Since I find that the lien is not invalid against the trustee as of the date of the filing of the petition, and the other prerequisites for validity have been complied with as hereinbefore set forth, I hold the lien in question valid as against the trustee pursuant to § 67(c) (1) (B).

One other point warrants mention. Petitioner argues that the purpose of the 1966 amendments was to change the law "drastically * * * by extending to mechanic's liens the disqualifying provisions of § 67c which previously applied only to liens on personalty." Brief for Petitioner at 7. To the contrary, it would appear that the legislative intent was to provide for greater validity of liens. As stated by Professor King, "under former § 67c, almost all statutory liens were effectively invalidated, except those that existed on real property. Under present § 67c * * * statutory liens, without reference to the type of property concerned, will be mostly effective against the trustee." King, Post-Bankruptcy Perfection of Statutory Liens, 72 Com.L.J. 346, 347 (1967) (footnotes omitted and emphasis added).

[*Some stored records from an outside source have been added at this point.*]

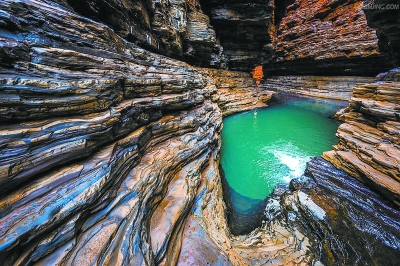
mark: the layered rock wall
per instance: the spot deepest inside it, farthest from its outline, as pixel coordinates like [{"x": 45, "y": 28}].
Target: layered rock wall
[
  {"x": 321, "y": 37},
  {"x": 98, "y": 138},
  {"x": 384, "y": 16},
  {"x": 237, "y": 92},
  {"x": 176, "y": 28},
  {"x": 369, "y": 139},
  {"x": 336, "y": 88},
  {"x": 245, "y": 29}
]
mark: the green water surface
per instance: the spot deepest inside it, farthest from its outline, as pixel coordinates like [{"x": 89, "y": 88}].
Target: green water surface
[{"x": 263, "y": 148}]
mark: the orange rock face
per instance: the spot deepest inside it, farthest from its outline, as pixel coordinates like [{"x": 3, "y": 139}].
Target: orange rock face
[
  {"x": 369, "y": 140},
  {"x": 257, "y": 74},
  {"x": 324, "y": 36}
]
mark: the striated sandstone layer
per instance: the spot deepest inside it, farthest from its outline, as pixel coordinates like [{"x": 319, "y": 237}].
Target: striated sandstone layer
[
  {"x": 177, "y": 28},
  {"x": 369, "y": 146},
  {"x": 109, "y": 156},
  {"x": 386, "y": 21},
  {"x": 98, "y": 138},
  {"x": 237, "y": 92},
  {"x": 245, "y": 29},
  {"x": 324, "y": 37},
  {"x": 336, "y": 88}
]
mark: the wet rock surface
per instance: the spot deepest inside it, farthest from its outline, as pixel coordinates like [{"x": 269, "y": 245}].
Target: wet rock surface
[
  {"x": 109, "y": 152},
  {"x": 335, "y": 88},
  {"x": 245, "y": 29},
  {"x": 237, "y": 92},
  {"x": 346, "y": 222},
  {"x": 368, "y": 145},
  {"x": 384, "y": 16},
  {"x": 321, "y": 37}
]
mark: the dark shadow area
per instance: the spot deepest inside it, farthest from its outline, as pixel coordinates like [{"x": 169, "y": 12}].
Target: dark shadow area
[{"x": 244, "y": 214}]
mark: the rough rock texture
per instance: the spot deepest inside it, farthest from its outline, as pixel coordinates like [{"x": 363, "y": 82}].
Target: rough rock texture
[
  {"x": 237, "y": 92},
  {"x": 175, "y": 28},
  {"x": 324, "y": 37},
  {"x": 346, "y": 221},
  {"x": 384, "y": 16},
  {"x": 245, "y": 29},
  {"x": 109, "y": 156},
  {"x": 98, "y": 138},
  {"x": 369, "y": 146},
  {"x": 336, "y": 88}
]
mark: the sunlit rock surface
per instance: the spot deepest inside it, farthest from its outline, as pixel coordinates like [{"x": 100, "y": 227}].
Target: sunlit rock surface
[
  {"x": 237, "y": 92},
  {"x": 98, "y": 138},
  {"x": 110, "y": 153},
  {"x": 386, "y": 21},
  {"x": 323, "y": 37},
  {"x": 368, "y": 145},
  {"x": 178, "y": 28},
  {"x": 245, "y": 29},
  {"x": 336, "y": 88}
]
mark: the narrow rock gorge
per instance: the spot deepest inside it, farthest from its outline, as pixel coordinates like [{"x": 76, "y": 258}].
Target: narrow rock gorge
[{"x": 111, "y": 115}]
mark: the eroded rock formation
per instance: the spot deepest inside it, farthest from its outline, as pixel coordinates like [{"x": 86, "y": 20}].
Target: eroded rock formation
[
  {"x": 323, "y": 37},
  {"x": 336, "y": 88},
  {"x": 98, "y": 137},
  {"x": 245, "y": 29},
  {"x": 369, "y": 139},
  {"x": 384, "y": 16},
  {"x": 237, "y": 92},
  {"x": 110, "y": 153},
  {"x": 178, "y": 28}
]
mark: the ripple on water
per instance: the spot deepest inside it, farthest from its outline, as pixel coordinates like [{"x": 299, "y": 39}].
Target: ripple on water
[{"x": 272, "y": 146}]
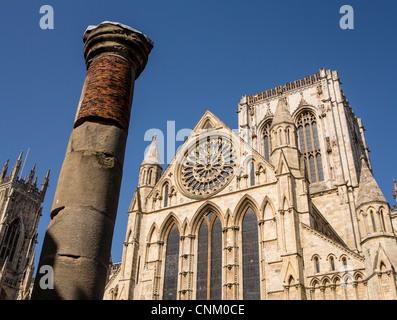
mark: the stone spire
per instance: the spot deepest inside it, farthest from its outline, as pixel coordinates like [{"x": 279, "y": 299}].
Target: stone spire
[
  {"x": 44, "y": 185},
  {"x": 282, "y": 114},
  {"x": 31, "y": 175},
  {"x": 17, "y": 166},
  {"x": 368, "y": 190},
  {"x": 4, "y": 170},
  {"x": 150, "y": 170},
  {"x": 152, "y": 155}
]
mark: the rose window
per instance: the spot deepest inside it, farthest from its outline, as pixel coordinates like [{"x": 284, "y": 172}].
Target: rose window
[{"x": 207, "y": 166}]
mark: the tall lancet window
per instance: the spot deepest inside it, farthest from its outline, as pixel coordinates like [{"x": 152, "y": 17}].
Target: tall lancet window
[
  {"x": 171, "y": 265},
  {"x": 10, "y": 241},
  {"x": 209, "y": 259},
  {"x": 166, "y": 195},
  {"x": 252, "y": 173},
  {"x": 250, "y": 249},
  {"x": 309, "y": 145},
  {"x": 267, "y": 145}
]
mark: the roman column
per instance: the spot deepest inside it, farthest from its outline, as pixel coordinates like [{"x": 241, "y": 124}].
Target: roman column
[{"x": 78, "y": 239}]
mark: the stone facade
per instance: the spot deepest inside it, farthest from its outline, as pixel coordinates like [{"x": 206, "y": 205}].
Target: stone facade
[
  {"x": 20, "y": 211},
  {"x": 287, "y": 208}
]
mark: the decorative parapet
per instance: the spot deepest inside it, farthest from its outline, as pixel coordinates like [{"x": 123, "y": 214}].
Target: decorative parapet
[{"x": 290, "y": 86}]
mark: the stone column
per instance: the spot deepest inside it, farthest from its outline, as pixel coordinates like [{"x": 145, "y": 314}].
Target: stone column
[{"x": 78, "y": 240}]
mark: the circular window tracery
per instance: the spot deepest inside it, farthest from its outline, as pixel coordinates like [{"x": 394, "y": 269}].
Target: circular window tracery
[{"x": 207, "y": 165}]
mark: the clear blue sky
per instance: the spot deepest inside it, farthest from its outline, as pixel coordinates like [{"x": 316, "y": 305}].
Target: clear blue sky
[{"x": 207, "y": 54}]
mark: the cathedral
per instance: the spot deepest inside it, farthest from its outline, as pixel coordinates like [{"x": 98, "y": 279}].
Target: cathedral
[
  {"x": 285, "y": 208},
  {"x": 20, "y": 211}
]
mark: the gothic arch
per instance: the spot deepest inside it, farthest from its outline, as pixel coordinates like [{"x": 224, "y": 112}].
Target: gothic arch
[
  {"x": 153, "y": 233},
  {"x": 185, "y": 227},
  {"x": 207, "y": 226},
  {"x": 267, "y": 202},
  {"x": 245, "y": 202},
  {"x": 167, "y": 223},
  {"x": 205, "y": 207}
]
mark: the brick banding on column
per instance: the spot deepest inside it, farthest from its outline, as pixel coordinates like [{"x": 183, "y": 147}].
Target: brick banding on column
[{"x": 108, "y": 92}]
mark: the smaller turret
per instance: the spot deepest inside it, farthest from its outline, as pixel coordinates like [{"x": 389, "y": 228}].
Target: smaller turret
[
  {"x": 3, "y": 172},
  {"x": 284, "y": 137},
  {"x": 151, "y": 168},
  {"x": 17, "y": 167},
  {"x": 31, "y": 175},
  {"x": 44, "y": 185}
]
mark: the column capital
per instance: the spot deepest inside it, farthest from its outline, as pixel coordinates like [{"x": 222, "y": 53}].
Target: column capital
[{"x": 117, "y": 39}]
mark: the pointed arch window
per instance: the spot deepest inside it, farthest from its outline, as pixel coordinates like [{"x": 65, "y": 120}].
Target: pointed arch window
[
  {"x": 166, "y": 196},
  {"x": 309, "y": 145},
  {"x": 171, "y": 265},
  {"x": 267, "y": 145},
  {"x": 10, "y": 241},
  {"x": 332, "y": 263},
  {"x": 250, "y": 250},
  {"x": 209, "y": 261},
  {"x": 317, "y": 264},
  {"x": 252, "y": 173}
]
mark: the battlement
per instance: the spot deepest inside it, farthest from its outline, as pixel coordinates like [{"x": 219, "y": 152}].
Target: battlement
[
  {"x": 27, "y": 184},
  {"x": 22, "y": 184},
  {"x": 290, "y": 86}
]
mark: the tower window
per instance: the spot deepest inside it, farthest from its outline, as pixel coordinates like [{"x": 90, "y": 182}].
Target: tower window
[
  {"x": 267, "y": 146},
  {"x": 309, "y": 145},
  {"x": 171, "y": 265},
  {"x": 317, "y": 264},
  {"x": 251, "y": 274},
  {"x": 10, "y": 241},
  {"x": 166, "y": 195},
  {"x": 252, "y": 173},
  {"x": 209, "y": 261},
  {"x": 332, "y": 263}
]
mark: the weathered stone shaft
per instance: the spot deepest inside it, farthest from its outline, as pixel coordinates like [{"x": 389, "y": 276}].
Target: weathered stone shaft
[{"x": 78, "y": 240}]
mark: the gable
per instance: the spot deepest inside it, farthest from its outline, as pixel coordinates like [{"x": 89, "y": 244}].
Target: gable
[{"x": 207, "y": 162}]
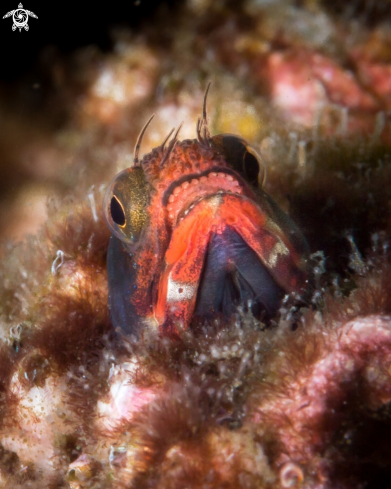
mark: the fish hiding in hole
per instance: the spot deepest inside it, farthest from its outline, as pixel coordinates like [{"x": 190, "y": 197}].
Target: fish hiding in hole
[{"x": 194, "y": 235}]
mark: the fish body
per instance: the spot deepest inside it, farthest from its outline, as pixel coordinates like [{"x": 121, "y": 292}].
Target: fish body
[{"x": 192, "y": 238}]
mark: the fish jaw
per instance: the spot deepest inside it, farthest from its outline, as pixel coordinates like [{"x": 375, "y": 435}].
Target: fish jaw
[{"x": 240, "y": 225}]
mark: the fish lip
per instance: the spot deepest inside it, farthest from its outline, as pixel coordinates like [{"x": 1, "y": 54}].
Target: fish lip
[
  {"x": 191, "y": 176},
  {"x": 190, "y": 208}
]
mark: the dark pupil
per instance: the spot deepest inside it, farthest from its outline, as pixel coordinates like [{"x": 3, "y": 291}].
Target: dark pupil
[
  {"x": 117, "y": 212},
  {"x": 251, "y": 167}
]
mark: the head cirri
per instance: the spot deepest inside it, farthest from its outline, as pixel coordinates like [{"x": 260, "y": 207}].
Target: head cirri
[{"x": 194, "y": 235}]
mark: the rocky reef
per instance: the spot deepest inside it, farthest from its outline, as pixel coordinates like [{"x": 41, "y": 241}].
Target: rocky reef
[{"x": 304, "y": 402}]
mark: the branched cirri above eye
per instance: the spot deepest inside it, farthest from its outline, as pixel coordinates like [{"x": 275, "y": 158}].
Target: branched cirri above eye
[{"x": 117, "y": 211}]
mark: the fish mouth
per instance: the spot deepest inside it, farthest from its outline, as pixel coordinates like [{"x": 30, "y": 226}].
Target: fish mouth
[{"x": 224, "y": 251}]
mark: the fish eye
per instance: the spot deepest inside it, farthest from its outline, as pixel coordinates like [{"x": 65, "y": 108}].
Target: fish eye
[
  {"x": 125, "y": 205},
  {"x": 251, "y": 167},
  {"x": 241, "y": 156},
  {"x": 117, "y": 211}
]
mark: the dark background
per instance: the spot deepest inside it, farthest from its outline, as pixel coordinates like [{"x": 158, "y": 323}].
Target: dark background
[{"x": 67, "y": 26}]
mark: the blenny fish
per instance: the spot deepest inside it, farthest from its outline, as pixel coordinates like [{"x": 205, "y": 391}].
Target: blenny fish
[{"x": 194, "y": 235}]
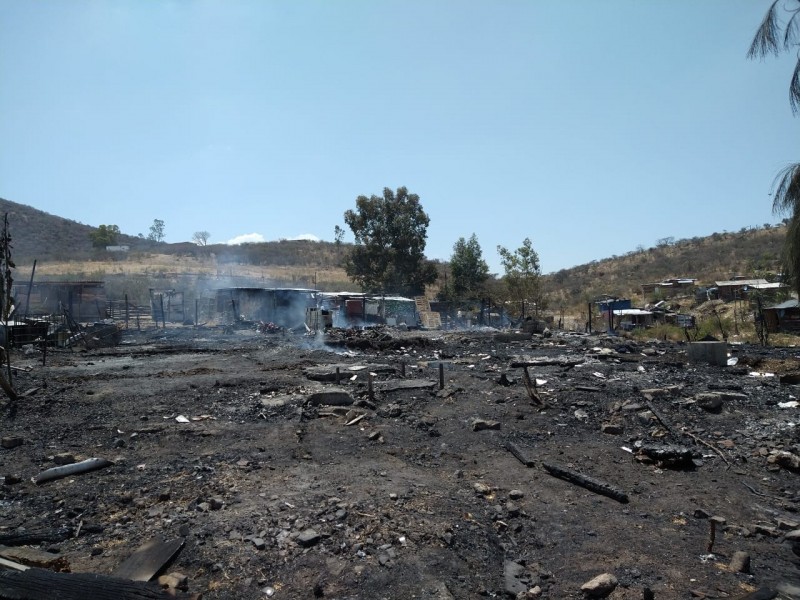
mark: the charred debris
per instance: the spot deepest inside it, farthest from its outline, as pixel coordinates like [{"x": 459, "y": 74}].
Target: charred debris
[{"x": 286, "y": 443}]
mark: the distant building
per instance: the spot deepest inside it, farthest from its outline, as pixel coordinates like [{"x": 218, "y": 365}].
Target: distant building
[
  {"x": 669, "y": 288},
  {"x": 737, "y": 289},
  {"x": 783, "y": 317}
]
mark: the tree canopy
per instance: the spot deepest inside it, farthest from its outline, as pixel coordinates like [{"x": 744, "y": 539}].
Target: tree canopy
[
  {"x": 780, "y": 32},
  {"x": 156, "y": 231},
  {"x": 390, "y": 233},
  {"x": 468, "y": 268},
  {"x": 201, "y": 238},
  {"x": 104, "y": 235},
  {"x": 522, "y": 273}
]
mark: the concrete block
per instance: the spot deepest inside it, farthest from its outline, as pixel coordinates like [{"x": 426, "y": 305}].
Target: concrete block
[{"x": 710, "y": 353}]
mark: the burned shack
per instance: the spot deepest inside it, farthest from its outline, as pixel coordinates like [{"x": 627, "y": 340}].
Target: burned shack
[
  {"x": 285, "y": 307},
  {"x": 167, "y": 306},
  {"x": 86, "y": 301},
  {"x": 351, "y": 309}
]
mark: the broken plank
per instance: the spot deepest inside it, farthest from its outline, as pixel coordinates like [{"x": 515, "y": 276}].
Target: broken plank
[
  {"x": 593, "y": 485},
  {"x": 34, "y": 584},
  {"x": 148, "y": 560},
  {"x": 10, "y": 564},
  {"x": 33, "y": 557},
  {"x": 405, "y": 384},
  {"x": 36, "y": 537},
  {"x": 559, "y": 361},
  {"x": 520, "y": 455},
  {"x": 85, "y": 466}
]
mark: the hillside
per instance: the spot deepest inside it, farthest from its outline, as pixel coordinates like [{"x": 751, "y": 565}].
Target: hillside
[
  {"x": 48, "y": 238},
  {"x": 37, "y": 235},
  {"x": 753, "y": 252}
]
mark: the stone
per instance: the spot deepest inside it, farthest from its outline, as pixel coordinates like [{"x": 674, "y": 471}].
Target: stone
[
  {"x": 601, "y": 586},
  {"x": 259, "y": 543},
  {"x": 308, "y": 538},
  {"x": 483, "y": 424},
  {"x": 740, "y": 562},
  {"x": 793, "y": 536},
  {"x": 787, "y": 460},
  {"x": 482, "y": 488},
  {"x": 331, "y": 397},
  {"x": 612, "y": 428},
  {"x": 709, "y": 402},
  {"x": 514, "y": 577},
  {"x": 11, "y": 442},
  {"x": 64, "y": 458}
]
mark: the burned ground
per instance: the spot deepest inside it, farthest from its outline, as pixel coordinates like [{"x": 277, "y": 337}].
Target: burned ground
[{"x": 282, "y": 488}]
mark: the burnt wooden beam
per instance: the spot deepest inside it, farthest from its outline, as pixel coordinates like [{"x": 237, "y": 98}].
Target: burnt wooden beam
[
  {"x": 593, "y": 485},
  {"x": 90, "y": 464},
  {"x": 35, "y": 584}
]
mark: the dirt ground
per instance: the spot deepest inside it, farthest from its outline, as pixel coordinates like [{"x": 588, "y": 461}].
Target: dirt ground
[{"x": 286, "y": 485}]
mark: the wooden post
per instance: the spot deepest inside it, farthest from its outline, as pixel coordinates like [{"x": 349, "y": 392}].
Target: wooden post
[{"x": 30, "y": 285}]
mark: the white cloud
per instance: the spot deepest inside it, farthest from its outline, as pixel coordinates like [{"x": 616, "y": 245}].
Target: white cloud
[
  {"x": 306, "y": 236},
  {"x": 247, "y": 238}
]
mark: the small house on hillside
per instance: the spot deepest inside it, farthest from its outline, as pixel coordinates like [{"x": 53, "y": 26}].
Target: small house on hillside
[
  {"x": 737, "y": 289},
  {"x": 86, "y": 301},
  {"x": 669, "y": 288},
  {"x": 783, "y": 317}
]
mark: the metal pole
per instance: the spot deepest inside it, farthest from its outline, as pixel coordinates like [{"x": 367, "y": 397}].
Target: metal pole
[{"x": 30, "y": 285}]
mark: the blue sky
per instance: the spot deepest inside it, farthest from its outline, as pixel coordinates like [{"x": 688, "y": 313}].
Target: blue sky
[{"x": 589, "y": 127}]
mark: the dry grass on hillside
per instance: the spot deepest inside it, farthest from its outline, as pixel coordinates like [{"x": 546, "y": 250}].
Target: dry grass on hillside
[{"x": 169, "y": 266}]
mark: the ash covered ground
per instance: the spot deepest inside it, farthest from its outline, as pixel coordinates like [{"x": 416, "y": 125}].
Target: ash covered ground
[{"x": 285, "y": 484}]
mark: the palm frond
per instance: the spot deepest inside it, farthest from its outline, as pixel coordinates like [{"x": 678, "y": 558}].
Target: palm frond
[
  {"x": 790, "y": 33},
  {"x": 786, "y": 191},
  {"x": 794, "y": 88},
  {"x": 766, "y": 41}
]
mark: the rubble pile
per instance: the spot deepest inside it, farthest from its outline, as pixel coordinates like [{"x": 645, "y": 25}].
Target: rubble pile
[{"x": 385, "y": 463}]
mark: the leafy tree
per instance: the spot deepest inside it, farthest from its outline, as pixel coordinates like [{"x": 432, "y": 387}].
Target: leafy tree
[
  {"x": 338, "y": 235},
  {"x": 201, "y": 238},
  {"x": 780, "y": 32},
  {"x": 390, "y": 233},
  {"x": 156, "y": 231},
  {"x": 104, "y": 235},
  {"x": 468, "y": 268},
  {"x": 522, "y": 273}
]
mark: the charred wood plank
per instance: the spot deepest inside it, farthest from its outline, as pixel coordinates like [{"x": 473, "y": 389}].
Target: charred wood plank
[
  {"x": 34, "y": 584},
  {"x": 560, "y": 361},
  {"x": 36, "y": 537},
  {"x": 90, "y": 464},
  {"x": 593, "y": 485},
  {"x": 148, "y": 560},
  {"x": 520, "y": 454}
]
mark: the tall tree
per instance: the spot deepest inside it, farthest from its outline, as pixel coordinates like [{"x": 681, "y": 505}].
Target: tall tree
[
  {"x": 468, "y": 268},
  {"x": 104, "y": 235},
  {"x": 522, "y": 274},
  {"x": 156, "y": 231},
  {"x": 390, "y": 233},
  {"x": 201, "y": 238},
  {"x": 780, "y": 32}
]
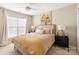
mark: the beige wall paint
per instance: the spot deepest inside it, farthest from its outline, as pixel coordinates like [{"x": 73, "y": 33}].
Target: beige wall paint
[{"x": 65, "y": 16}]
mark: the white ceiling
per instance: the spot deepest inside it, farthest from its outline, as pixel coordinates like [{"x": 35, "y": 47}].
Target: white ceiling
[{"x": 20, "y": 7}]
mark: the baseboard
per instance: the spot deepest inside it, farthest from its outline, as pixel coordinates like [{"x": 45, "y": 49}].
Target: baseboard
[{"x": 72, "y": 48}]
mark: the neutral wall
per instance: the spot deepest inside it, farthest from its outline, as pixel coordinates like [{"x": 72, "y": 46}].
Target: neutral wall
[{"x": 65, "y": 16}]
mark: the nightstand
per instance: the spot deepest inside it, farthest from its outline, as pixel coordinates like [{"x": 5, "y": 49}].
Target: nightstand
[{"x": 62, "y": 41}]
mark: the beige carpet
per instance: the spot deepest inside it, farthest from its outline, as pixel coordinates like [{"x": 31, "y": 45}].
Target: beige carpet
[{"x": 55, "y": 50}]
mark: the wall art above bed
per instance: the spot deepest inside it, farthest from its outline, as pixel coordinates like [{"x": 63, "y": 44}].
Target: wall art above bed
[{"x": 46, "y": 18}]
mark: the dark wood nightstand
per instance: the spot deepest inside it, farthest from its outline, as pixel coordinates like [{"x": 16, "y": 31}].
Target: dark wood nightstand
[{"x": 62, "y": 41}]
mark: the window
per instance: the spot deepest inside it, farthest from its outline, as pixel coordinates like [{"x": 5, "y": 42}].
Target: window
[{"x": 15, "y": 26}]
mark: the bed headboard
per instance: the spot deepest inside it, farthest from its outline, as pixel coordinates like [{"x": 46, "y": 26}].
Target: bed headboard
[{"x": 50, "y": 26}]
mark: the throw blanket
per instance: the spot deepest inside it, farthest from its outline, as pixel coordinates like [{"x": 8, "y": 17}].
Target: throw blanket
[{"x": 33, "y": 44}]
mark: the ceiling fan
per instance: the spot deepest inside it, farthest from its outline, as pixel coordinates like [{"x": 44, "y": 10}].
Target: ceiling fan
[{"x": 29, "y": 7}]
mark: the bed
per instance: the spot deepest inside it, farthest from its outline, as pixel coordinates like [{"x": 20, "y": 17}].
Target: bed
[{"x": 37, "y": 43}]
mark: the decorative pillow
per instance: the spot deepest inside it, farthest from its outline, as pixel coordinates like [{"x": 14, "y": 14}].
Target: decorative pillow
[
  {"x": 47, "y": 31},
  {"x": 39, "y": 31}
]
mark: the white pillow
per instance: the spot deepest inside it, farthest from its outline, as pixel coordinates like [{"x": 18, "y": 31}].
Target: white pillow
[{"x": 39, "y": 31}]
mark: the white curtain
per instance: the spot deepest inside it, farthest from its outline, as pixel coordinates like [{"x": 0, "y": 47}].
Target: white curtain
[{"x": 3, "y": 39}]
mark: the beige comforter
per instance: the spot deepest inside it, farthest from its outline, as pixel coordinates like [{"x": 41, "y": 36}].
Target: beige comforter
[{"x": 34, "y": 44}]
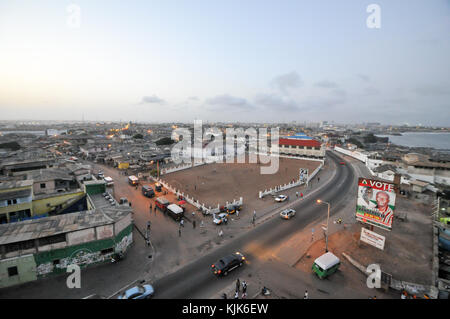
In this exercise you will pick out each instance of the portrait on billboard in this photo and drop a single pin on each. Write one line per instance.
(375, 203)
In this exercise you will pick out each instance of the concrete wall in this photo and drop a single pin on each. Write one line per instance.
(26, 268)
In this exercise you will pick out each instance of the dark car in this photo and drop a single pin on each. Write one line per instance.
(147, 191)
(227, 263)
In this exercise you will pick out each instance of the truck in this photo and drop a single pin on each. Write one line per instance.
(162, 204)
(147, 191)
(133, 180)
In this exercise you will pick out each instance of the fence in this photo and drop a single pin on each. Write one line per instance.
(191, 200)
(290, 185)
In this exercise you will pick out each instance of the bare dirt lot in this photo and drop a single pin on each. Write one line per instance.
(214, 184)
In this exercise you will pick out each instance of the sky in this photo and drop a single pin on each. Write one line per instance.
(247, 61)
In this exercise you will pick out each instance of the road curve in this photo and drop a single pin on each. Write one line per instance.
(195, 279)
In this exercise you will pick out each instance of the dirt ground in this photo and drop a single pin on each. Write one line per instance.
(214, 184)
(408, 249)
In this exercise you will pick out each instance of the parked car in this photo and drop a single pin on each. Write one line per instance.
(175, 211)
(231, 208)
(147, 191)
(227, 264)
(162, 204)
(133, 180)
(281, 198)
(326, 265)
(221, 218)
(287, 213)
(138, 292)
(109, 181)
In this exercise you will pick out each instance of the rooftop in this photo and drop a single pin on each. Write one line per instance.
(48, 226)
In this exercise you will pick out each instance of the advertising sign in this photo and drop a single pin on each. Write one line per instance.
(376, 203)
(372, 238)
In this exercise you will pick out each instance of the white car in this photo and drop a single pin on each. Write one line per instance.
(220, 218)
(287, 213)
(281, 198)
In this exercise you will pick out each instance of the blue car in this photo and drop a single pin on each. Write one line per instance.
(138, 292)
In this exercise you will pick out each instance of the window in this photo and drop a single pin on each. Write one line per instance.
(12, 271)
(12, 201)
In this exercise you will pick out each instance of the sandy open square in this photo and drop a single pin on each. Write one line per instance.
(217, 183)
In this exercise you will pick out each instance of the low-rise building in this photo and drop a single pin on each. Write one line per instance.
(16, 199)
(302, 146)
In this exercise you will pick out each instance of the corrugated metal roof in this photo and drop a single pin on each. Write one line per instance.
(299, 142)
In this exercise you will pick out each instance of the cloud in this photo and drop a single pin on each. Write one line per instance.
(428, 90)
(326, 84)
(276, 102)
(287, 81)
(151, 100)
(363, 77)
(227, 101)
(371, 91)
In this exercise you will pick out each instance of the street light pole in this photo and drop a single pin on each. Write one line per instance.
(328, 218)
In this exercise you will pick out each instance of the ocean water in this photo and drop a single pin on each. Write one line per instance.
(412, 139)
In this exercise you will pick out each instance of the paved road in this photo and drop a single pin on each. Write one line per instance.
(195, 280)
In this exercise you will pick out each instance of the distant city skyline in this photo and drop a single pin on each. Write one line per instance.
(227, 61)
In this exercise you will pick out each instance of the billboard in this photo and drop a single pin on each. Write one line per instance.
(376, 203)
(372, 238)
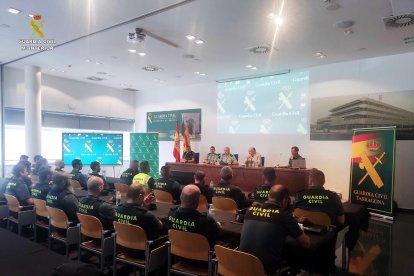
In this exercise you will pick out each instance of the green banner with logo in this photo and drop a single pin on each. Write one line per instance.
(144, 147)
(163, 122)
(372, 169)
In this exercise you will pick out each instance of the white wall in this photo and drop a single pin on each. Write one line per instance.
(385, 74)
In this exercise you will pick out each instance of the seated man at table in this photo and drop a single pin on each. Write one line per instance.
(41, 189)
(225, 189)
(261, 193)
(133, 212)
(61, 197)
(265, 229)
(253, 159)
(92, 205)
(143, 178)
(316, 198)
(128, 175)
(212, 157)
(188, 155)
(17, 185)
(187, 218)
(227, 158)
(76, 173)
(167, 184)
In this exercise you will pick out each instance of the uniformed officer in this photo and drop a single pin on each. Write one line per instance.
(187, 218)
(261, 193)
(265, 229)
(76, 173)
(167, 184)
(318, 199)
(92, 205)
(132, 212)
(227, 158)
(17, 187)
(128, 175)
(41, 189)
(143, 178)
(61, 197)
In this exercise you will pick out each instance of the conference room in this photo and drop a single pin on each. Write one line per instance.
(117, 81)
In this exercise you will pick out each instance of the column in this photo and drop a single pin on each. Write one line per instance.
(33, 110)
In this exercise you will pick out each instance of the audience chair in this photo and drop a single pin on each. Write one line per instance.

In reaching the decision herein, I have kept in mind the broad equity powers of the bankruptcy courts. It is the opinion of this Court that Congress did not intend to change existing law as it related to mechanic's liens under the New York Lien Law. Indeed, requiring these lienors to file notices of their liens immediately after delivery in order to protect their interests would be most impractical. This is not the type of security interest that "is so tenuous that it can be defeated by transfer to a bona fide purchaser."

For the foregoing reasons, I find the Referee's decision to be correct and, accordingly, it is confirmed.

So ordered.

NOTES

[1] A statutory lien is defined in § 1(29a) of the Act, 11 U.S.C. § 1(29a), as "a lien arising solely by force of statute upon specified circumstances or conditions, but shall not include any lien provided by or dependent upon an agreement to give security, whether or not such lien is also provided by or is also dependent upon statute and whether or not the agreement or lien is made fully effective by statute."